Bashkirskiy Pchela, Башкирский Пчела
Bashkir honey is produced by a population of Bashkir (Burzyan) bees unique to the Republic of Bashkortostan (Bashkiria) in the Ural Mountains, Russia. This specific variety of bee is of the Middle Russian Honey Bee species, a descendent of the European Black Bee (Apis mellifera mellifera), which has formed after millions of years of geographic isolation. Bashkir bees have valuable ecological and economical qualities: they are resistant to disease, severe cold and long winters, as well as producing a high quantity of rich single flower honey, usually from the linden tree.
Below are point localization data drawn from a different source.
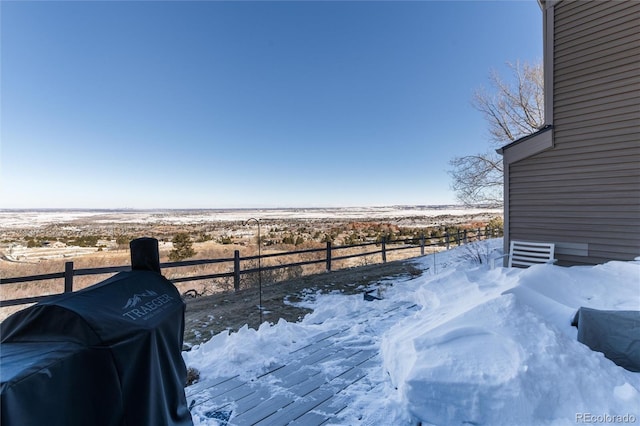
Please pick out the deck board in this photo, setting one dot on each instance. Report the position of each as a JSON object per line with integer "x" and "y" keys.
{"x": 309, "y": 387}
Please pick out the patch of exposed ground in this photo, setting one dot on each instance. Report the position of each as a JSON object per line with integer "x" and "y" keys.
{"x": 209, "y": 315}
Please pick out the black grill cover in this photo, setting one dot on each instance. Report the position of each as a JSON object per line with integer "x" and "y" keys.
{"x": 106, "y": 355}
{"x": 614, "y": 333}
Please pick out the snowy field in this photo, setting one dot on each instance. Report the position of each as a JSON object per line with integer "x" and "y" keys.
{"x": 11, "y": 219}
{"x": 484, "y": 347}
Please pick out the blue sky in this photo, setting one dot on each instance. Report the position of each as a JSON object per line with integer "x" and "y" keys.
{"x": 213, "y": 104}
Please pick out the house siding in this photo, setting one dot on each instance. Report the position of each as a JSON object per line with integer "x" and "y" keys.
{"x": 585, "y": 191}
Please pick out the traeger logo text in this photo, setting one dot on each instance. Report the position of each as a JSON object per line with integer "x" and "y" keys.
{"x": 145, "y": 310}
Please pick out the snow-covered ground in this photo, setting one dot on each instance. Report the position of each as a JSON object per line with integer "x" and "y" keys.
{"x": 11, "y": 219}
{"x": 491, "y": 347}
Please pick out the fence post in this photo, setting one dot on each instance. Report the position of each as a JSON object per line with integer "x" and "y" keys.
{"x": 68, "y": 277}
{"x": 236, "y": 270}
{"x": 384, "y": 249}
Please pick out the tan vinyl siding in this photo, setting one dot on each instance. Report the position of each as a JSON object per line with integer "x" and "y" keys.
{"x": 587, "y": 188}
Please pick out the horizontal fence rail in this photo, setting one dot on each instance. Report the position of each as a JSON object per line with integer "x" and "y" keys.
{"x": 329, "y": 257}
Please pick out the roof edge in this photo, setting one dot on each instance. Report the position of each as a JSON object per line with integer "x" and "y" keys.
{"x": 524, "y": 139}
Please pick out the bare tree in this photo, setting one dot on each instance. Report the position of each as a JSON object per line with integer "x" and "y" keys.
{"x": 512, "y": 109}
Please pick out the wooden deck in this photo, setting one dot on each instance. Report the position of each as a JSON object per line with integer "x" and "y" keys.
{"x": 308, "y": 388}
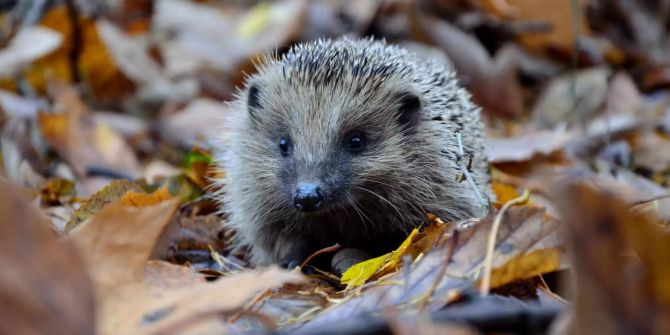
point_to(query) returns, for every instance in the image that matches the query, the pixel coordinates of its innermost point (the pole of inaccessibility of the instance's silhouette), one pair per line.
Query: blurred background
(95, 90)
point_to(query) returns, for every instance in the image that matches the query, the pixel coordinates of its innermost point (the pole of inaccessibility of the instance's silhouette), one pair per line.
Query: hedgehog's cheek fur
(409, 107)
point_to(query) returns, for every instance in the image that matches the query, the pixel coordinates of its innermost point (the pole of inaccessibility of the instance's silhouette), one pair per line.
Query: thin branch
(464, 169)
(490, 246)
Local people known as bashkort, meaning “bee head” or “bee head keeper,” have been involved in beekeeping since ancient times and, though the Ural Mountains was once the most significant honey production area in Russia, honey production is endangered due to a significant decrease in the number of bee colonies. The introduction of bees from southern parts of Russia is causing genetic degradation and the Bashkir bees are becoming more susceptible to disease. However in Bashkiria there are still places with few or no southern bees and here the Bashkir honey is still produced. It is difficult to find pure Bashkir honey in markets as it is mainly sold during honey exhibitions and festivals, even winning a gold prize at the World Expo Paris in 1990.